The machine offered several advantages for this project, including mobility, noted Bob Klumm, president. The company owns portable crushers with rubber tires, but they wanted a track unit for the BGSU project. “Where the FT4250 has an advantage is that you can easily move it in minutes, versus a half day of teardown and reassembly for a wheeled machine,” he said. “This was a time-sensitive project. The goal was to complete it over summer break when there are fewer students on campus.”
“The FT4250 also has an excellent dust suppression system,” Klumm said. “Keeping the dust minimized was of utmost importance to everyone involved,” since Harshman Quadrangle is in the middle of campus.
Known for its unusual design—four wings coming off a circular building in the center—Harshman was erected more than 50 years ago. The 230,000 square-foot residence hall housed around 600 students.

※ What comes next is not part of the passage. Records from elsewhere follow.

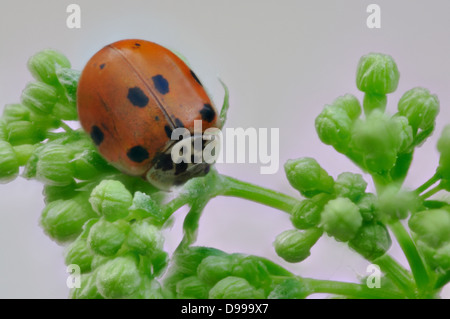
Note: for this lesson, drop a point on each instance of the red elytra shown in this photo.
(131, 95)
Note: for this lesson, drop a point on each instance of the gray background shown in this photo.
(282, 60)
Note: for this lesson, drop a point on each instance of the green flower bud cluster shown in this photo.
(44, 103)
(203, 272)
(430, 229)
(379, 144)
(340, 207)
(119, 254)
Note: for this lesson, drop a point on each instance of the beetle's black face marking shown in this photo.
(97, 135)
(168, 131)
(137, 154)
(163, 161)
(180, 168)
(137, 97)
(161, 84)
(178, 123)
(196, 78)
(207, 113)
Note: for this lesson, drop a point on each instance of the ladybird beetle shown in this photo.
(131, 95)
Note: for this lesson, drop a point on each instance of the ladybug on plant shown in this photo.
(132, 95)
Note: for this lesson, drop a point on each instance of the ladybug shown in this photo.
(131, 95)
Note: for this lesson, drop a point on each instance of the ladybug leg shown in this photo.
(225, 105)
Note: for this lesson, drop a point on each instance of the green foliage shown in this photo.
(112, 225)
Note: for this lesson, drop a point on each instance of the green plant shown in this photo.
(111, 223)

After being processed through the FT4250, the entire building was crushed into pieces smaller than 2 inches and compacted on site. “The whole dorm was recycled with about 95 percent of the volume used right back in the same place,” Klumm said. The contract called for the site to be backfilled and compacted so it’s ready for a building in the future. For now, the university is using the site as greenspace.
The crushed product had to meet the 2-inch-minus specification, with the machine screening out larger pieces and sending them through the impactor again.
In all, Klumm estimated his crew crushed about 30,000 tons of material in about a month, including brick, asphalt and concrete. The FT4250 performed well on all the materials, including heavily-reinforced concrete, probably the most challenging material for a crusher.
The FT4250 is operated by remote control, rather than at a control panel on the crusher, allowing the excavator operator to stop and start crusher functions without leaving the excavator. Keeping the operator in an air-conditioned cab helps productivity and eliminates the dangers of employees walking around piles of concrete, Klumm noted.
The user-friendly machine is equipped with a telematics system that allowed Columbus Equipment Company to check a couple of error codes remotely during the project, preventing downtime for very minor issues.
Bob Klumm and his brother Ron, vice president, started the company in 1989 as a landscaping and lawn maintenance firm, taking their high school lawn mowing business up a notch. As they acquired bigger equipment, they branched out to digging basements and demolishing single-family houses.
“We realized demolition was a perfect niche for us. We bought our first concrete crusher in 2003 and that really launched the demolition end of our business,” Klumm said. Today, demolition and crushing represent about half their business.
Also in 2003, they become Columbus Equipment Company customers. “Columbus Equipment provides excellent service after the sale, and the sales guys remain engaged after the process. They stop by and make sure things are up to our expectations,” Klumm said.
As the Harshman Quadrangle demolition proves, with equipment and support from Columbus Equipment Company, Klumm Bros. Excavation & Demolition is crushing it.